ケルセチンが高尿酸血症に効く仕組み、ラクトバチルス菌との関係・前編
出典: Pharmacological Research 2023, 196, 106928
https://www.sciencedirect.com/science/article/pii/S1043661823002840
著者: Depeng Li, Meihong Zhang, A. La Teng Zhu La, Zhengtian Lyu, Xin Li, Yuqing Feng, Dan Liu, Yuming Guo, Yongfei Hu
概要: 尿酸とは、食物に含まれるプリン体という成分が肝臓で変化して生じる老廃物です。文字通り、尿酸は尿と一緒に排出される物質です。しかし、肝臓で過剰に尿酸を産出したり、排泄機能(特に腎臓)に異常が生じると、血液中の尿酸が上昇します。この状態が高尿酸血症です。体内に蓄積した尿酸は足の親指の付根を中心に炎症と腫れを起こし、痛風を発症します。風が吹いただけでも痛いと言われるほど、激しい痛みを伴う痛風の原因物質が尿酸です。今回の研究では、ケルセチンが高尿酸血症を軽減する仕組みが解明され、腸内細菌叢との関連が明らかになりました。

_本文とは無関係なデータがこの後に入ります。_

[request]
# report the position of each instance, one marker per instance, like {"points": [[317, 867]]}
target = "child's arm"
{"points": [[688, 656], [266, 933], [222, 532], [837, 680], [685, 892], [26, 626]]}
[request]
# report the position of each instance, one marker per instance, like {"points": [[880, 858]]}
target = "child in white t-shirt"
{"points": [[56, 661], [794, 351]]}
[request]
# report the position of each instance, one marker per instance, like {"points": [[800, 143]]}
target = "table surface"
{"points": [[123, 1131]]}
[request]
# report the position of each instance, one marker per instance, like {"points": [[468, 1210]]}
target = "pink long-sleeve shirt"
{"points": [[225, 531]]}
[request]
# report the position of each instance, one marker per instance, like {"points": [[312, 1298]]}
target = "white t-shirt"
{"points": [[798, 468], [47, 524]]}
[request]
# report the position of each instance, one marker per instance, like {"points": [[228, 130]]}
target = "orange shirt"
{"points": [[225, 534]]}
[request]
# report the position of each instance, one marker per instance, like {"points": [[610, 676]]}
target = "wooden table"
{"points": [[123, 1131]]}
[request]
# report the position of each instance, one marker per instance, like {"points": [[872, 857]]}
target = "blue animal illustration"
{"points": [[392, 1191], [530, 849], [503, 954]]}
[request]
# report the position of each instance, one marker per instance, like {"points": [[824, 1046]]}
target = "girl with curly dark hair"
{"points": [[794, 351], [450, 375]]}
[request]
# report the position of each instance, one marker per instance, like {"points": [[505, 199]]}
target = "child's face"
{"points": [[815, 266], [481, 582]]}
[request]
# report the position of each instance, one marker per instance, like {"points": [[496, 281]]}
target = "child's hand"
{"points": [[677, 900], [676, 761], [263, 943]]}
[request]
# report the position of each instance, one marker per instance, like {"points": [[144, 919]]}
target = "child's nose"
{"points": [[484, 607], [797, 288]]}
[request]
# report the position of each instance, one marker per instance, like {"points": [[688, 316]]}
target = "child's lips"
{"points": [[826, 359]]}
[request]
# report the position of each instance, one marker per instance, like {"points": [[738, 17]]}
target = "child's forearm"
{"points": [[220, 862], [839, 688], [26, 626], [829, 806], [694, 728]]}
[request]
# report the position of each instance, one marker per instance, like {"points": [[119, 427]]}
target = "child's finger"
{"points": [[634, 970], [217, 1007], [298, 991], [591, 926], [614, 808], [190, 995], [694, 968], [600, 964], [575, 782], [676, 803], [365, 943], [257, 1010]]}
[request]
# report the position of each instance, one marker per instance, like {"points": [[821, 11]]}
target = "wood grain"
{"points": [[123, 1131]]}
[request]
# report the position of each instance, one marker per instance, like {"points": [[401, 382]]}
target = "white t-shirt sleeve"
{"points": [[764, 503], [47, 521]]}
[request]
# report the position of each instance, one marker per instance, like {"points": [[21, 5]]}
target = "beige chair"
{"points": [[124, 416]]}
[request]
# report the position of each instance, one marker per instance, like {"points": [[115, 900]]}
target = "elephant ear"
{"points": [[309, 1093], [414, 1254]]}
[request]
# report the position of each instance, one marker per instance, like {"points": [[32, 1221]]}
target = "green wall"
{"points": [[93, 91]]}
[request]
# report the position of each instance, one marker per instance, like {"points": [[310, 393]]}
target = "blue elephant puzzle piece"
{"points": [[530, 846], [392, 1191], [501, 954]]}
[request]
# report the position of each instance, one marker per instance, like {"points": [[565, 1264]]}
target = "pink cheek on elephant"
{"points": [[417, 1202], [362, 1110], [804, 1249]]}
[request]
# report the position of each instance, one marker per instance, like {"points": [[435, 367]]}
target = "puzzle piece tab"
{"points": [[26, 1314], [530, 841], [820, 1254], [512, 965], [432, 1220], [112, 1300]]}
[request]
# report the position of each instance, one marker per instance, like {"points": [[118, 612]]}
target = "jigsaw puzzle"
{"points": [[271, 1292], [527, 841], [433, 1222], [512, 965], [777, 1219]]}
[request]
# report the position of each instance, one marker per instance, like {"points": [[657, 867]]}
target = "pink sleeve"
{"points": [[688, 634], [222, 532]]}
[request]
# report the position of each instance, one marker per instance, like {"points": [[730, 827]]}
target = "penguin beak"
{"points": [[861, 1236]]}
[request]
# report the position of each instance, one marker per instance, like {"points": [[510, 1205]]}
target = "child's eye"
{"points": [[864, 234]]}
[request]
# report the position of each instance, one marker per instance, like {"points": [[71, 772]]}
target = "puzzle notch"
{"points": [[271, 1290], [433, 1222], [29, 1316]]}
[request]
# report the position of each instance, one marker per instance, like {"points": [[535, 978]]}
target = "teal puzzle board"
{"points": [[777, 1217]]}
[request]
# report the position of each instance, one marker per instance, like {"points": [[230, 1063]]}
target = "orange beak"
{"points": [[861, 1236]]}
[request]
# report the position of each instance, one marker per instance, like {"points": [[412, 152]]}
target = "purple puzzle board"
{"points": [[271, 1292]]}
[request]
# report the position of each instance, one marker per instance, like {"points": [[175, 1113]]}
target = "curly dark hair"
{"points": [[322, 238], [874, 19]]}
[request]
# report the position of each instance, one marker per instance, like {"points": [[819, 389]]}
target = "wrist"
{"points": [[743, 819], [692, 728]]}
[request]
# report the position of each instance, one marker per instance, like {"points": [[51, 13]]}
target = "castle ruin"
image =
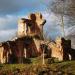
{"points": [[30, 42]]}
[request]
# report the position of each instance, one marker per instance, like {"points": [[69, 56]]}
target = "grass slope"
{"points": [[36, 68]]}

ニワトリに過剰のプリン体を49日間与え続けると、血中の尿酸濃度が150 μmol/Lから2倍の300 μmol/Lに上昇して、高尿酸血症のモデルとなりました。この時点からケルセチンを63日間投与すると尿酸濃度は180 μmol/Lにまで下がり、顕著な改善効果を認めました。また、キサンチンオキシダーゼというプリン体を尿酸に変換する酵素は、プリン体による高尿酸血症のモデルで異常に活性化していましたが、ケルセチンが正常に戻しました。従って、ケルセチンが尿酸の産出を抑制して、ニワトリの高尿酸血症を軽減したことが明確になりました。また、クレアチニンと尿素窒素という二つの物質も、本来は尿で排泄されますが、腎機能が低下すると血中に残ります。この二つも過剰のプリン体で血中濃度が上昇しましたが、同様にケルセチンが正常化しました。

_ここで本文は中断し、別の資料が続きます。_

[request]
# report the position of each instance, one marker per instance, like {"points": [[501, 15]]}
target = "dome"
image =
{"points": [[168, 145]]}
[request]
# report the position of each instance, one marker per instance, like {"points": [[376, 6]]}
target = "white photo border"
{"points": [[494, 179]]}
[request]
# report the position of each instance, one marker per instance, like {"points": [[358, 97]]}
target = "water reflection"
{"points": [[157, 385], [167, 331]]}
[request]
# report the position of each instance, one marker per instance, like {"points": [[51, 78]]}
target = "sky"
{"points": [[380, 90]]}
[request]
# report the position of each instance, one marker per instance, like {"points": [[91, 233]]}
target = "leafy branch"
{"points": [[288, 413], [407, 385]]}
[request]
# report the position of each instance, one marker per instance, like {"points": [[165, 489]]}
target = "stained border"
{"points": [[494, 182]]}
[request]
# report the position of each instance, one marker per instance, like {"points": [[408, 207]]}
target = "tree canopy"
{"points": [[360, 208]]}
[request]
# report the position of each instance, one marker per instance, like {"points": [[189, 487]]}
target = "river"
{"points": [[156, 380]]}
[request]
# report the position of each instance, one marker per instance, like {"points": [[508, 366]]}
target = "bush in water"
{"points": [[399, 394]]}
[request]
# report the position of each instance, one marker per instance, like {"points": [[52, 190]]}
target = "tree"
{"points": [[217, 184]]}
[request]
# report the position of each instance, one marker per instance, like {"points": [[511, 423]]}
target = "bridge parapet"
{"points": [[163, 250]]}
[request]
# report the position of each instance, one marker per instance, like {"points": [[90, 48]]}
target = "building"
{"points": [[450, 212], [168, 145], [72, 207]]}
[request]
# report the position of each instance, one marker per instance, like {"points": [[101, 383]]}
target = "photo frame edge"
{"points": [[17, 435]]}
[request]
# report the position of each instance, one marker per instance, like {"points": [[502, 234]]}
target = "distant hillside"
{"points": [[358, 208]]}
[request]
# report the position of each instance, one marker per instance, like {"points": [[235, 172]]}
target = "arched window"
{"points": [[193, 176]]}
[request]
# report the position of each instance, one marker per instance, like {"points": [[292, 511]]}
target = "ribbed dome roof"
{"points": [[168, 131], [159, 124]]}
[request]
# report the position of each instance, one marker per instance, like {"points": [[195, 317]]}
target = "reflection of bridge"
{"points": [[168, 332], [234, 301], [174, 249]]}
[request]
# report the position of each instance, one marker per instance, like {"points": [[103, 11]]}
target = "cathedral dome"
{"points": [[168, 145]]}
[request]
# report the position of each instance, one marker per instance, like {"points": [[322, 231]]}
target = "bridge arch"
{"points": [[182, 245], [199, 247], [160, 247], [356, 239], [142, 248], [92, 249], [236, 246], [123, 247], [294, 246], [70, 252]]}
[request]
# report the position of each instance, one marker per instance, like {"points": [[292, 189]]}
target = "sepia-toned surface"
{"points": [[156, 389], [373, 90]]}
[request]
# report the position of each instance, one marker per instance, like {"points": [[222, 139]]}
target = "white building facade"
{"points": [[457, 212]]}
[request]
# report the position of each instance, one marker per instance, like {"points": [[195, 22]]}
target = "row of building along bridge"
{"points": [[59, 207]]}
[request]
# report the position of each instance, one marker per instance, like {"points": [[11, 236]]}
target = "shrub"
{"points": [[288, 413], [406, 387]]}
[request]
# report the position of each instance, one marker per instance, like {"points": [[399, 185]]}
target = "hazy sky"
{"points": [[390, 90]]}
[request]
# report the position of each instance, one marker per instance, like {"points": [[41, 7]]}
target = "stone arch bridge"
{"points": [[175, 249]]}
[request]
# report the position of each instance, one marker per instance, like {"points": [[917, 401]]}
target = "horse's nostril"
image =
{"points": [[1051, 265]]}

次に、腸内細菌叢(生息する細菌類の分布)を調べたところ、ケルセチンは8種類の菌を大幅に増やしました。その中でも、ラクトバチルス属アビアリウスという菌が目立って増え、投与前に比べて1万倍になりました。面白いことに、この菌の存在量と血中の尿酸濃度との間には、負の相関関係がありました。すなわち、腸内にラクトバチルス属アビアリウスが増えると、血中の尿酸濃度が下がる傾向が明らかになりました。
ケルセチン処置したニワトリの腸からラクトバチルス属アビアリウスを分離し、CML180と名づけ、その性質を調べる実験を行いました。CML180を培養する際に、濃度を変えてケルセチンを添加してCML180の増殖への影響を調べました。まず、ケルセチン無添加で培養するよりも、添加時の方がCML180の増殖を促進しました。濃度の影響ですが、0~0.25%の範囲では濃度の上昇に応じて増殖速度が向上しましたが、0.5%の濃度では反って遅くなり0.125%と0.25%の中間値になりました。従って、最も効率良くCML180の増殖を促進するケルセチン濃度は、0.25%でした。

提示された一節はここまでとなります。